After this Keith Urban bashing and by this time, you're probably wondering just who were the Dead Reckoners and why was I so interested in seeing them. The Dead Reckoners were Mike Henderson, Keiran Kane, Tammy Rogers, Harry Stinson and Kevin Welch. In the couple of years prior to this concert, this group of individuals came together to found their own record label, Dead Reckoning, in an attempt to get their music out to the public without the assistance (or hinderance) of one of Nashville's major labels. Henderson, Welch and Kane (as part of the O'Kanes) had all had major label deals in the years prior to Dead Reckoning, with varying amounts of success. But at this point in their careers, all five Dead Reckoners were more concerned about doing things their own way and performing the music they wanted to perform than pursuing stardom through the Nashville meat grinder system.

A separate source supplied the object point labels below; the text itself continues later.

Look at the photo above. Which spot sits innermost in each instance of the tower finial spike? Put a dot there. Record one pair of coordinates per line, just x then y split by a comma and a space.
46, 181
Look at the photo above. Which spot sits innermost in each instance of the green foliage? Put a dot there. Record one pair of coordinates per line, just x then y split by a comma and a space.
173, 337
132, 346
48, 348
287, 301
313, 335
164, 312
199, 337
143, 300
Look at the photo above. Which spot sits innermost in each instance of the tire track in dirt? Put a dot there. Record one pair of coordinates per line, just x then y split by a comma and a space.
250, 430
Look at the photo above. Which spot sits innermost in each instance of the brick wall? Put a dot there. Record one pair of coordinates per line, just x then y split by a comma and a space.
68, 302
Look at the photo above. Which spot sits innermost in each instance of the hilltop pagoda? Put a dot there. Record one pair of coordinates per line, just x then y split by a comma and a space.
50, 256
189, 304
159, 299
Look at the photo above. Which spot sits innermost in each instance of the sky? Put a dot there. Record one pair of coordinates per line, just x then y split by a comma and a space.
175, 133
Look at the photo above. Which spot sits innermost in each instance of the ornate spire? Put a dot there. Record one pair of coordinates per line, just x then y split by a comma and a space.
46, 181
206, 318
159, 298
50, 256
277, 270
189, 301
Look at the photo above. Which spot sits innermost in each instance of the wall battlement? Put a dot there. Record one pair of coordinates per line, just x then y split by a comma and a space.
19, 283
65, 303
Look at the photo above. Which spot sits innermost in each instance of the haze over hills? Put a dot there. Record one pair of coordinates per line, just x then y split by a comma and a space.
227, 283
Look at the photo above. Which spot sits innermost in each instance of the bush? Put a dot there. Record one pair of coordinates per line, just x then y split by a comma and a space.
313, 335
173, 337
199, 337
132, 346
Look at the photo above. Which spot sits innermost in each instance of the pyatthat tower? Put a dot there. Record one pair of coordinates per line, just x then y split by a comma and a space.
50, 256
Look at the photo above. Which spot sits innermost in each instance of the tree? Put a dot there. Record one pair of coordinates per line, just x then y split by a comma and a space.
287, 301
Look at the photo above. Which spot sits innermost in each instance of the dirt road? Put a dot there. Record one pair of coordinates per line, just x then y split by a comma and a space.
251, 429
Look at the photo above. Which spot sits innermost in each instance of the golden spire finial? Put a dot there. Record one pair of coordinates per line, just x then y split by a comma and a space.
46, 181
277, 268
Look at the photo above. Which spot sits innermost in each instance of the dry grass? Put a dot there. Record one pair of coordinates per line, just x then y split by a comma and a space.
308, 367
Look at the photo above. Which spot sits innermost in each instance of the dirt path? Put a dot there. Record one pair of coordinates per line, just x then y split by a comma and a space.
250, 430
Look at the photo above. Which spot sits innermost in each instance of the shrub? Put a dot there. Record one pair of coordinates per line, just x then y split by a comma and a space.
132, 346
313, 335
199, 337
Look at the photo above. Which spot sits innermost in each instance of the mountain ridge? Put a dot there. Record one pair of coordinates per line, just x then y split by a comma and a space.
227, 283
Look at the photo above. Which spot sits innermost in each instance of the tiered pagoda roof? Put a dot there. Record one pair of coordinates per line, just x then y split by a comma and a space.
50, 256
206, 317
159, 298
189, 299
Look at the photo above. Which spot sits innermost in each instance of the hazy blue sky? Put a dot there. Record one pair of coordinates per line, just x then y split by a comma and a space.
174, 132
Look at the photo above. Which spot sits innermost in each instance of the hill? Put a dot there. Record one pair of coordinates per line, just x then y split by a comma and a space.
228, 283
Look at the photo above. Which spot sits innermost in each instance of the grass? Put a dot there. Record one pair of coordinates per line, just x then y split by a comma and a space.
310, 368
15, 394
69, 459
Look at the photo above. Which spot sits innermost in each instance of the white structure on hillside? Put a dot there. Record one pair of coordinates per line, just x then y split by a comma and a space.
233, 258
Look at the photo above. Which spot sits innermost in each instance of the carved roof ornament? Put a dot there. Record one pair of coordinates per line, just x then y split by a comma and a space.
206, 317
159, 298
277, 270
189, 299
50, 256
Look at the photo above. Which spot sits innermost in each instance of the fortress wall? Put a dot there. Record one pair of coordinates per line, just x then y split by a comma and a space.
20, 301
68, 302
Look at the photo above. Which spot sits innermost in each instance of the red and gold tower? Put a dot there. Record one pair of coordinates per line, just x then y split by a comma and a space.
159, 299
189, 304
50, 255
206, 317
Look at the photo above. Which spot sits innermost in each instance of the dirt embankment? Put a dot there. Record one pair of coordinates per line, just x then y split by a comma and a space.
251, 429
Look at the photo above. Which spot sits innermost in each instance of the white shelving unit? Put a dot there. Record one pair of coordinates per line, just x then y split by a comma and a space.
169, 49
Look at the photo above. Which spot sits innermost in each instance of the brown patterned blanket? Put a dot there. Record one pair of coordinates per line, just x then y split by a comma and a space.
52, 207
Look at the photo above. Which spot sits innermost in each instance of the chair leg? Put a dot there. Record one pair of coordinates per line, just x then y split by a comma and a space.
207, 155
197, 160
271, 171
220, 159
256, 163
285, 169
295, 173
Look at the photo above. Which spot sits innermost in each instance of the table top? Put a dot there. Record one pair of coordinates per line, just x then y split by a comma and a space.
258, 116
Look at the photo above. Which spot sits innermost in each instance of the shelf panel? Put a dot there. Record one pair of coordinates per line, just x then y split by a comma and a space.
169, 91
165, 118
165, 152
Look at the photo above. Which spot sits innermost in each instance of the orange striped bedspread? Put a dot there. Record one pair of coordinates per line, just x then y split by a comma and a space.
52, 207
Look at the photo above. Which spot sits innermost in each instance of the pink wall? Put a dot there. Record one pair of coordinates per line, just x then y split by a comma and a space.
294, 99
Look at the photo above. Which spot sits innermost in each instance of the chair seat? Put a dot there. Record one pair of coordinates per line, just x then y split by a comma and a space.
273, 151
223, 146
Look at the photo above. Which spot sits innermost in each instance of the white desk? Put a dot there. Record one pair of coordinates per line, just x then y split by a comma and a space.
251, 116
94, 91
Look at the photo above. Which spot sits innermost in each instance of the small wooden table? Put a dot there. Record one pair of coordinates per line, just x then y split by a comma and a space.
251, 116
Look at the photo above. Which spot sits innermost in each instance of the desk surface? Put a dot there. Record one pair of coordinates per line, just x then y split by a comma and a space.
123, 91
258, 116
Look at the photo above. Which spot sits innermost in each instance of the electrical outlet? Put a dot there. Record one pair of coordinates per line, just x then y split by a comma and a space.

Each of the five Dead Reckoners brought a unique skill set to the label and the band. Henderson was a crack Nashville session guitarist and solid songwriter. (At the time, Henderson and Stuert Smith were the only two Nashville session guitarists who had tones that were instantly identifiable among the dozens of guitar players playing country sessions.) Keiran Kane had teamed up with fellow songwriter Jamie O'Hara as the O'Kanes. The O'Kanes had a few hits in the late 80s, before going their separate ways. Rogers got her start playing fiddle in a bluegrass band that included another future "country" superstar, Kenny Chesney. After that, she toured as part of both Patty Loveless' and Trisha Yearwood's bands. Harry Stinson played drums on the road with Steve Earle and Lyle Lovett prior to becoming one of Nashville's most in demand session drummers and harmony singers. Kevin Welch had his songs recorded by artists such as Conway Twitty, Waylon Jennings and Reba McIntire before recording two CDs for Warner Brothers in the early 90s.
By the time of this show at the Birchmere, all the Dead Reckoning artists/owners, other than Stinson had released at least one CD, if not more, on the label and the group was touring as a band in support of their collabrative CD A Night of Reckoning.